Inside 11: Könnten Sie sich vorstellen, dass die FIFA trotzdem pro Kasachstan entscheidet?

Grüne: Bei der FIFA kann ich mir alles vorstellen.

Inside 11: Was wären Kritikpunkte an einer Austragung in Kasachstan?

Grüne: Mangelhafte Fußballtradition, wenig fußballaffine Städte. Aber man sollte auch die positiven Punkte sehen, denn für die ganze Region wäre eine WM natürlich eine Riesensache. Und da sind ja auch noch Länder wie Usbekistan oder Kirgistan, die davon sicherlich auch profitieren würden. Insgesamt müssen wir uns davon verabschieden, dass eine WM immer nur in „bekannten“ Ländern durchgeführt wird. Auch der Rest der Welt hat das Recht auf WM-Turniere. Selbst Katar, wenn ich persönlich das auch sehr kritisch sehe.

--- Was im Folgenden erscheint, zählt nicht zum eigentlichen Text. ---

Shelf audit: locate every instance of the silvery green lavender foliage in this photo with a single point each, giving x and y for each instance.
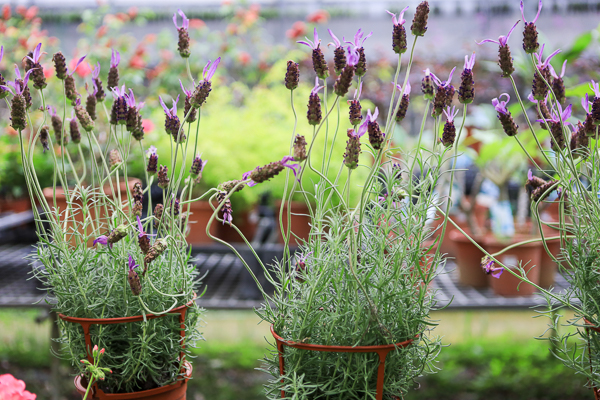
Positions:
(567, 164)
(102, 256)
(362, 278)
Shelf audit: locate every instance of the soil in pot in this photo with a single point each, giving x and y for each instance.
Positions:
(300, 221)
(528, 255)
(175, 391)
(468, 260)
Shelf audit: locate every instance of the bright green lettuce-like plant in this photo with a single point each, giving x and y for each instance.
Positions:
(361, 279)
(101, 255)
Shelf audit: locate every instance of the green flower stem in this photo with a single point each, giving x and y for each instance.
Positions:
(506, 268)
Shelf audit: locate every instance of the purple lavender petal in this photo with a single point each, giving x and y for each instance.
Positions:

Inside 11: Sie sind außerdem leidenschaftlicher Radfahrer, tourten kürzlich durch die Anden. Peru, Ecuador und Kolumbien kündigten ebenfalls ihre Bewerbung für 2026 an. Wo hätten Sie die WM am liebsten?

Grüne: Ecuador hat eine phantastische Entwicklung genommen. Da ist man wirklich auf einem guten Weg, eine gerechtere Gesellschaft zu schaffen. Fußball ist sehr wichtig, da stimmt also alles. Aber eine WM sehe ich eher als Gefahr für die ökonomische und soziale Politik. Da kann möglicherweise durch so ein Turnier mehr kaputt gehen, als dass es was bringt. Peru noch mehr, da ist der Lebensstandard ja deutlich geringer. Da habe ich wirklich eine Zwei-Klassen-Gesellschaft kennengelernt und Korruption ist ein großes Thema.

Ich glaube, am sinnvollsten wäre wohl eine WM über mehrere Länder, damit nicht eine Nation alles schultern muss. Für 2030 liegt ja meines Wissens ein Interesse von Uruguay vor, das 1930 das erste Turnier ausrichtete. Auch da wieder: eigentlich nicht zu wuppen, gemeinsam mit einem Nachbarn möglicherweise aber doch.

Inside 11: Nochmals vielen Dank für das Interview, alles Gute für die Zukunft und natürlich noch viel Erfolg als Fan von den Bristol Rovers und von Guingamp!

Grüne: Gerne!

Das Interview führte Lukas Brandl exklusiv für Inside 11.